He posted a video that was seen by a carpenter in South Africa who had just lost four fingers in a circular-saw accident. They began discussing plans for a prototype prosthetic hand and that came to the attention of the mother of a five-year-old boy, called Liam, who had been born without fingers on his right hand.
She wanted a tiny version of their hand, but Owen realised the child would rapidly grow out of anything they made, so he looked at the idea of using 3D printing. “If we could develop a design that was printable, it would be possible to rescale and reprint the design as Liam grew, essentially making it possible for his device to grow with him,” he said.
So the artist persuaded a printer manufacturer to donate two machines and developed what has been claimed to be the first 3D-printed mechanical hand. Crucially, rather than patent this work, Owen published the files as open source for anybody to access, allowing others to collaborate on, use and improve the designs.
This has grown into Enabling the Future, a network with 7,000 members in dozens of countries and access to 2,000 printers, who help make arms and hands for those in need. One school student in California even printed a new hand for a local teacher.
Often they are aimed at children, since many dislike the weight, look and hassle of modern prosthetics, which can involve inserting the arm into a silicone sleeve and using straps across the back to hold the device in place.
These body-powered hands cost thousands of pounds, yet must be replaced every couple of years as a child grows. The 3D-printed versions cost about £40, come in any colour and look like a cheery toy, so are often more appealing despite being less sophisticated.
Jorge Zuniga, a research scientist in the biomechanics research department at the University of Nebraska in Omaha, heard about this project on his car radio. He was only half-listening, but on arriving home he started playing baseball with his four-year-old son and observed how important the grabbing of an object was to his child’s development.
He spent the next month carefully building a prosthetic model that mimicked the human hand, only for his work to be dismissed instantly by his son. “He told me children wanted a hand that looked like a robot.”
From this conversation and the open-source designs emerged Cyborg Beast, a project heavily backed by Zuniga’s department to develop futuristic-looking, low-cost prosthetic hands. “You can do anything with 3D printing,” said Zuniga, who now leads a seven-strong team. “We believe it will revolutionise the prosthetics field. It will lower the costs worldwide and gives engineers, patients and doctors the chance to modify prosthetic hands as they want. And they can be any colour.”
When I told Zuniga, slightly hesitantly, that his design looked like a toy, he was delighted. “That’s great – we want children to see it as a toy,” he said. “This is a transitional device.

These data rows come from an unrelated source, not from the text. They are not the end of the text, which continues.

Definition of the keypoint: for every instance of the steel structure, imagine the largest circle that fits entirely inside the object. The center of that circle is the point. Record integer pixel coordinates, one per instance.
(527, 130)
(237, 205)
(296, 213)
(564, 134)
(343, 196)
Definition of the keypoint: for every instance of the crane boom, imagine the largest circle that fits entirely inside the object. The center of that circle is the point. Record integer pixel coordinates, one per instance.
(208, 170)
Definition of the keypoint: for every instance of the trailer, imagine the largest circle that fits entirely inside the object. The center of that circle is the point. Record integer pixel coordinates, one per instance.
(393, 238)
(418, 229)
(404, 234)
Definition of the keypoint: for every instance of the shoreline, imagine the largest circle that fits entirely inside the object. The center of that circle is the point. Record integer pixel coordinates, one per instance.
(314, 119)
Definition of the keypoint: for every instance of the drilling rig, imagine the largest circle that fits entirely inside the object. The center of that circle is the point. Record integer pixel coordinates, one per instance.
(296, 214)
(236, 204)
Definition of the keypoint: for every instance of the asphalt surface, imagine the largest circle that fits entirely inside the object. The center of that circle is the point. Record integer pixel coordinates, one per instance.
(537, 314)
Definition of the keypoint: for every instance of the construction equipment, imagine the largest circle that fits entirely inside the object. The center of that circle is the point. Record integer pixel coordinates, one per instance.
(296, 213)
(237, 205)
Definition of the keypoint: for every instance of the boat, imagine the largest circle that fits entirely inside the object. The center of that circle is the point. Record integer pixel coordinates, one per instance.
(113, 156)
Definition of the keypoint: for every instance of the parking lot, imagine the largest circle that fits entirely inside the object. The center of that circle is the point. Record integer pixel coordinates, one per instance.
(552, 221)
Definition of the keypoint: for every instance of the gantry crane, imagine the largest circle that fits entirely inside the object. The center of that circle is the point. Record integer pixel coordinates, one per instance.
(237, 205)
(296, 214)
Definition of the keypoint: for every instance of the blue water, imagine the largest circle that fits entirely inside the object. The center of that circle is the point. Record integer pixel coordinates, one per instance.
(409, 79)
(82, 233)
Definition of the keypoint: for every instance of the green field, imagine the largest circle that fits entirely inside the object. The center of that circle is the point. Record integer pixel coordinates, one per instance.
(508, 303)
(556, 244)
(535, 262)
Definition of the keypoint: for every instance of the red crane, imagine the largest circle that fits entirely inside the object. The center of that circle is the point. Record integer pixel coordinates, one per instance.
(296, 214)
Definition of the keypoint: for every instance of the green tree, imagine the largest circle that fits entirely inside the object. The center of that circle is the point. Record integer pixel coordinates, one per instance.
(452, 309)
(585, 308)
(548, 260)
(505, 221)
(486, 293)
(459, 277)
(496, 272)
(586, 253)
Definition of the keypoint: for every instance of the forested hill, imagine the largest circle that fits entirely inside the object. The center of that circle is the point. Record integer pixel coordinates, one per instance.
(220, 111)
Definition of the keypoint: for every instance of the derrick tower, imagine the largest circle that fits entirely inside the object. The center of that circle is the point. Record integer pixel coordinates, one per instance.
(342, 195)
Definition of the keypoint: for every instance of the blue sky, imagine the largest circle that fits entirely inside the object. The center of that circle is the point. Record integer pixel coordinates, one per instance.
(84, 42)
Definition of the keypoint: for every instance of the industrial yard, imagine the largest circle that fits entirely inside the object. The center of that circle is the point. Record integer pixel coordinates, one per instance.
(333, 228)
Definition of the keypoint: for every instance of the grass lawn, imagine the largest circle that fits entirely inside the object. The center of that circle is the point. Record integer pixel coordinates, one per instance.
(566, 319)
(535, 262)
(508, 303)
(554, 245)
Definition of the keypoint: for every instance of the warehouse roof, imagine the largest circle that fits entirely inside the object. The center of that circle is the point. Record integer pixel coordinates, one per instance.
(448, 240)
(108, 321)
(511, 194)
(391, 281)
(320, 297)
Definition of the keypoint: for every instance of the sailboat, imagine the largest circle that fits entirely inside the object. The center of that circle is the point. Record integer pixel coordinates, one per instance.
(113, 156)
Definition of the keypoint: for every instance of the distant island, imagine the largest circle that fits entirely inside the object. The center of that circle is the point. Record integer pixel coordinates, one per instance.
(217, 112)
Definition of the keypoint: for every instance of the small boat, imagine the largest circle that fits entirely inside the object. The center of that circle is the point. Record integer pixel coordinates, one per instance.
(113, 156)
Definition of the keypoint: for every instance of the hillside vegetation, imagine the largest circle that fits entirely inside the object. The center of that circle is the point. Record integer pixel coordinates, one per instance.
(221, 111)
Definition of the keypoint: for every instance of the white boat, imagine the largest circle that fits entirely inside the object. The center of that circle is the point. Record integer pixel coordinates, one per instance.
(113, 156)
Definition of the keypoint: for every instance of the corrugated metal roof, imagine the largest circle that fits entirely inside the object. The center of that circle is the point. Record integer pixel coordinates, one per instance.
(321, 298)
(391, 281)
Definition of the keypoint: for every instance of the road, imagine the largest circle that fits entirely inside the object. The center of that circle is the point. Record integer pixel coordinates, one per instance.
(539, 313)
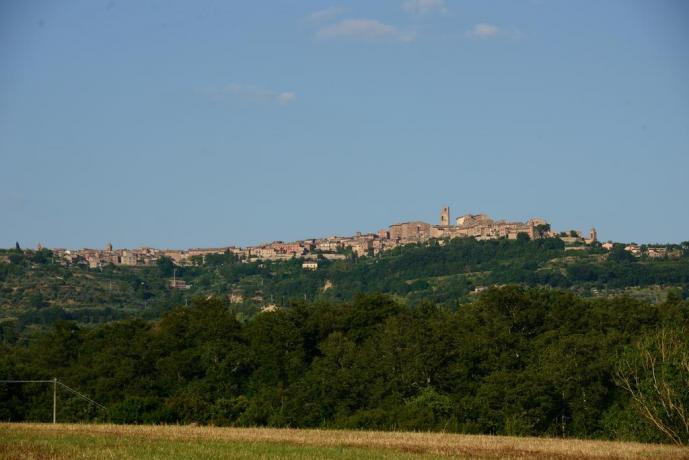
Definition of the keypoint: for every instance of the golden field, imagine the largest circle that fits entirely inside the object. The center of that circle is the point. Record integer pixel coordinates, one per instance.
(73, 441)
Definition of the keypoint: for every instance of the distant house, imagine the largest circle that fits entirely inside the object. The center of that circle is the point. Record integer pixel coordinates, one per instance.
(310, 265)
(179, 284)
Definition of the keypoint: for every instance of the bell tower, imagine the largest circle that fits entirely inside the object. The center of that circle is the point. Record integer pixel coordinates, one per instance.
(445, 216)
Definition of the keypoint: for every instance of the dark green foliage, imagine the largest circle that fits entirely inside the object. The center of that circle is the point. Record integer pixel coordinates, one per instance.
(515, 361)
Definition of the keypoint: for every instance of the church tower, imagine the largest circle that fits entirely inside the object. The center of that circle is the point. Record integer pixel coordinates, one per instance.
(445, 216)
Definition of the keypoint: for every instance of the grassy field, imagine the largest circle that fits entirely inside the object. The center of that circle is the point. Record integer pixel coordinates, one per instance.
(44, 441)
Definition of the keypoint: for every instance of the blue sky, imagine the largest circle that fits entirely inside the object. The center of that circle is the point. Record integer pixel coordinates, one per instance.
(183, 124)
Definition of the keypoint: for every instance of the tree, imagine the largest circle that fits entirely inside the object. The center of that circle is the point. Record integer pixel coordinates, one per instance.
(655, 373)
(542, 230)
(166, 266)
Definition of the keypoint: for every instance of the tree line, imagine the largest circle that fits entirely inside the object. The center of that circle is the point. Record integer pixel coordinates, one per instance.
(516, 361)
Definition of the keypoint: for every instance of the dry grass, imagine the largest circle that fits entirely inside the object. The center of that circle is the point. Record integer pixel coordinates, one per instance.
(404, 444)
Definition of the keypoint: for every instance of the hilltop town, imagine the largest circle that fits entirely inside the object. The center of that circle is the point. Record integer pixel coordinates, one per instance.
(479, 226)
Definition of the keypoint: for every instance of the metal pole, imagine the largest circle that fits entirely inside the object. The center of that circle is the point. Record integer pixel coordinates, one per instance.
(55, 400)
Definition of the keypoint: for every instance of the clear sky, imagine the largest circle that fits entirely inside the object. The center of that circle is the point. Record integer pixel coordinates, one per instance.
(207, 123)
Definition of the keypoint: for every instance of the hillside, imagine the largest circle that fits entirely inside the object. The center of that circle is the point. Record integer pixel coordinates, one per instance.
(36, 289)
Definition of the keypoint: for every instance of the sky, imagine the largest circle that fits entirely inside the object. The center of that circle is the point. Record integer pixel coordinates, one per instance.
(179, 124)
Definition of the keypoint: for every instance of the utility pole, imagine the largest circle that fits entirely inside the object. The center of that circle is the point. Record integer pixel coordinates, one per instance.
(55, 400)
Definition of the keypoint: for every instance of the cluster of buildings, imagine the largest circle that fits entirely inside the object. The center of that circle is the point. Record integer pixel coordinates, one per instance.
(479, 226)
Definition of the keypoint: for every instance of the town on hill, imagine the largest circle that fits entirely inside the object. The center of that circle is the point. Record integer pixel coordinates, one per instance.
(478, 226)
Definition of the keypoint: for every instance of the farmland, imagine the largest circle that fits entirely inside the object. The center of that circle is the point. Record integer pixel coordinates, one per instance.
(73, 441)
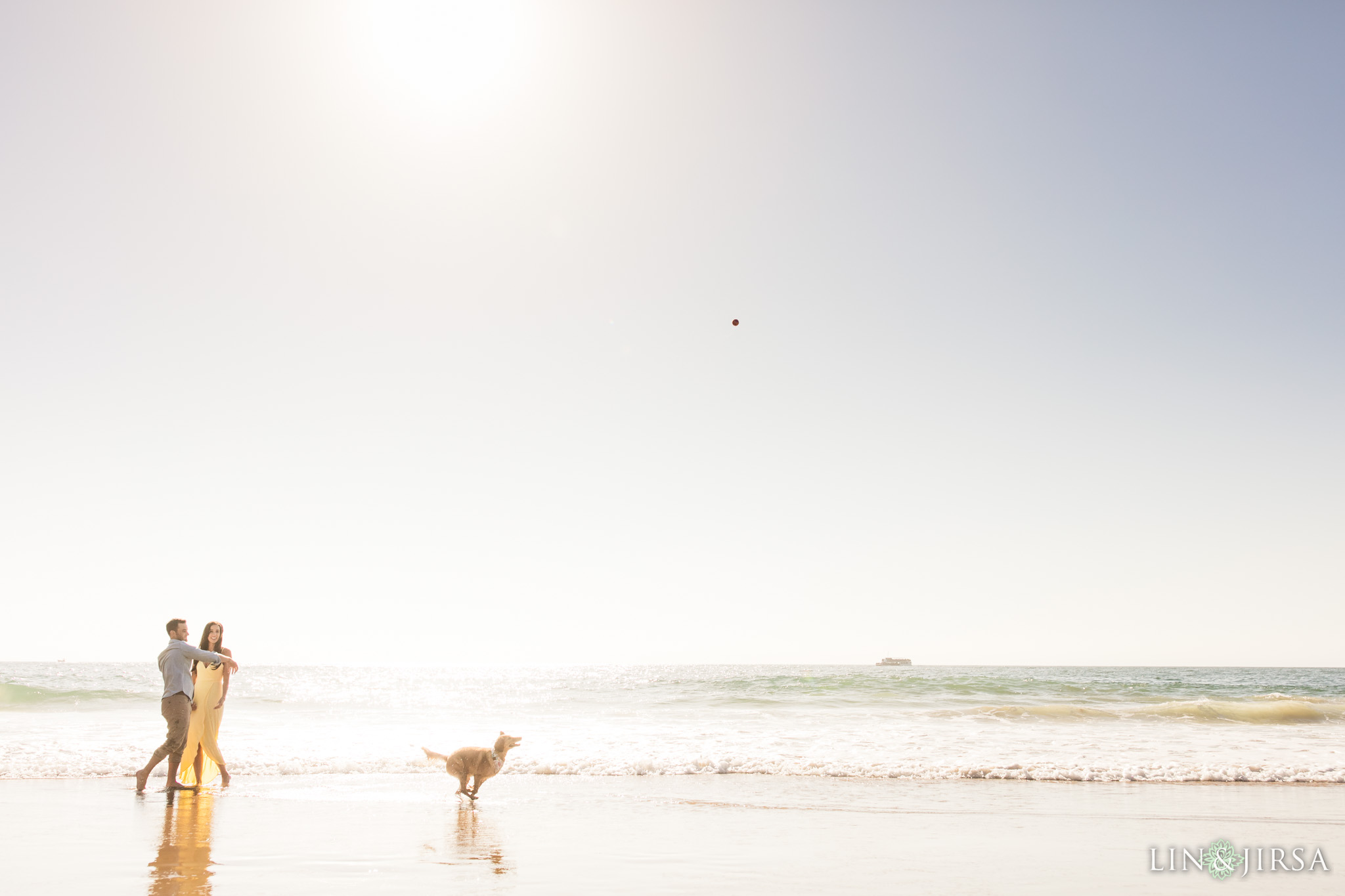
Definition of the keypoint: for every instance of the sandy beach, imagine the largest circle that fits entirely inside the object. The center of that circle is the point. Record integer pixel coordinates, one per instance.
(657, 834)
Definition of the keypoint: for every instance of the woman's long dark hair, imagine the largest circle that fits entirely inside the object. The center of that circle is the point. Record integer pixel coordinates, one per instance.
(205, 640)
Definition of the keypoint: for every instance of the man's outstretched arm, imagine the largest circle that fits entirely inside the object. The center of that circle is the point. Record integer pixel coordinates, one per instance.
(209, 656)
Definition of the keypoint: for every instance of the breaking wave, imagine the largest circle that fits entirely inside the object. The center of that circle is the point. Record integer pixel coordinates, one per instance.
(1269, 710)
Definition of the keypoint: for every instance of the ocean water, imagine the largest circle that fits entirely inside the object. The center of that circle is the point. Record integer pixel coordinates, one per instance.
(1049, 723)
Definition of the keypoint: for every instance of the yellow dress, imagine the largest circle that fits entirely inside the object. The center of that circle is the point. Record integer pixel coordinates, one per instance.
(204, 731)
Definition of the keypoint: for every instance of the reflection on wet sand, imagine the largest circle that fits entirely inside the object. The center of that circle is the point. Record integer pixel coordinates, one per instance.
(182, 867)
(472, 839)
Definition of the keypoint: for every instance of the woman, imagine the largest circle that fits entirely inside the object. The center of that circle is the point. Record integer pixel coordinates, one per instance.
(211, 684)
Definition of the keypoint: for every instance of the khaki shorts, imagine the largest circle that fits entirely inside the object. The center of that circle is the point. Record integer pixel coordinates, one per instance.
(177, 711)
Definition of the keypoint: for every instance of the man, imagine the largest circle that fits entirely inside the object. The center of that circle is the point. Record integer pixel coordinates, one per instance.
(177, 704)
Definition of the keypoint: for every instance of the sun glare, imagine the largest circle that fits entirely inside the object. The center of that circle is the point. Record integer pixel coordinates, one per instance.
(447, 55)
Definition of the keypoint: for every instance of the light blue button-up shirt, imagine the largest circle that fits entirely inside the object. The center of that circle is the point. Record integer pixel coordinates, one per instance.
(175, 662)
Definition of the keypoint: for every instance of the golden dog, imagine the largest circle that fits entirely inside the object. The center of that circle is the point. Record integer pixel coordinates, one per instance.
(475, 762)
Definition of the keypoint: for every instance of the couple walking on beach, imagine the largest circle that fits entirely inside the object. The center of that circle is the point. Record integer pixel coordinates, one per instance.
(195, 684)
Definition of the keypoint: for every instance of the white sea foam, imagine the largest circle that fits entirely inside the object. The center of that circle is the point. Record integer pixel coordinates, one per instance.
(920, 723)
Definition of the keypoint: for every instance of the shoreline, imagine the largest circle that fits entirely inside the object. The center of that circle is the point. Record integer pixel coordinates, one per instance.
(716, 833)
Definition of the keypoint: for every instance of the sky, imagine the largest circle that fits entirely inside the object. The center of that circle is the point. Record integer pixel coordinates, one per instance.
(400, 332)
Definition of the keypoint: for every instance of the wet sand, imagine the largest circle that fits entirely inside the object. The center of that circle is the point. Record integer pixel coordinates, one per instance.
(335, 834)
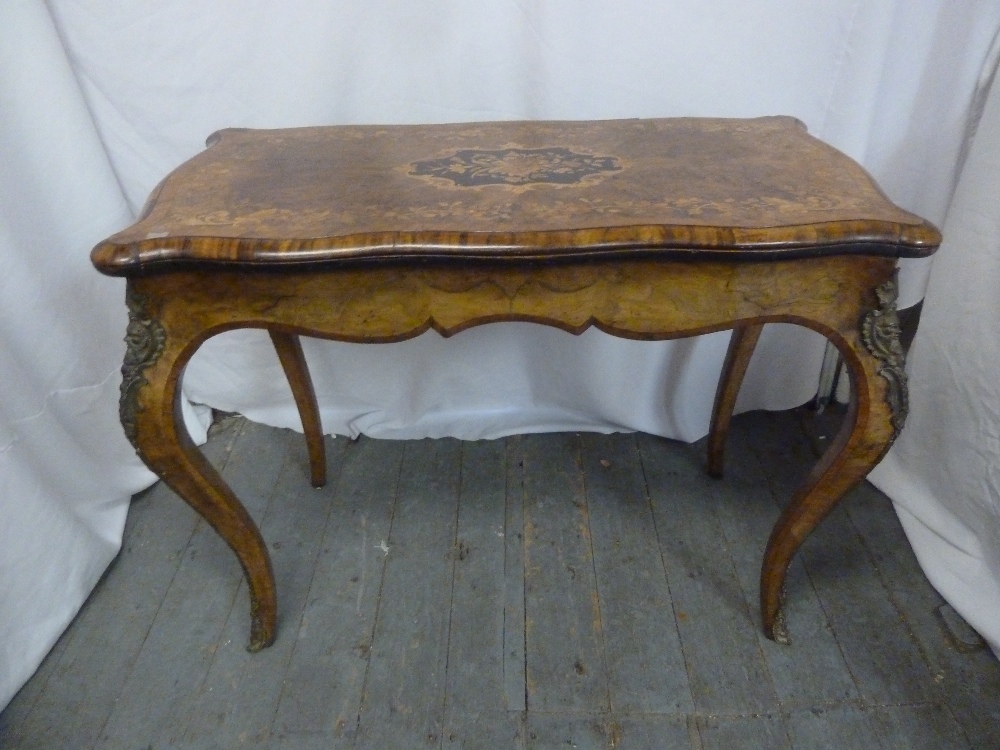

Many children do not like prosthetics, however good they are these days, because they might have a hook for a hand and they need help to put the harness on, which children dislike. So this is to bridge the gap, helping them get used to the idea as they grow up.”
“We have even had a child missing a shoulder. So we developed a device that weighs the same as the missing arm. This meant he not only got a new arm that helped daily life but it also improved his posture and balance, therefore was much better for his spine. This sort of thing can be done much easier with 3D technology.”
It is remarkable that people who do not even own a printer can obtain a functional child’s hand for the price of a theatre ticket within 24 hours. Zuniga says at least 500 Cyborg Beasts are in use worldwide and the design has been downloaded more than 48,000 times. He has taken it to his native Chile, where he runs a paediatric orthopaedic 3D-printing laboratory, and has had recent requests for the plans from Nigeria.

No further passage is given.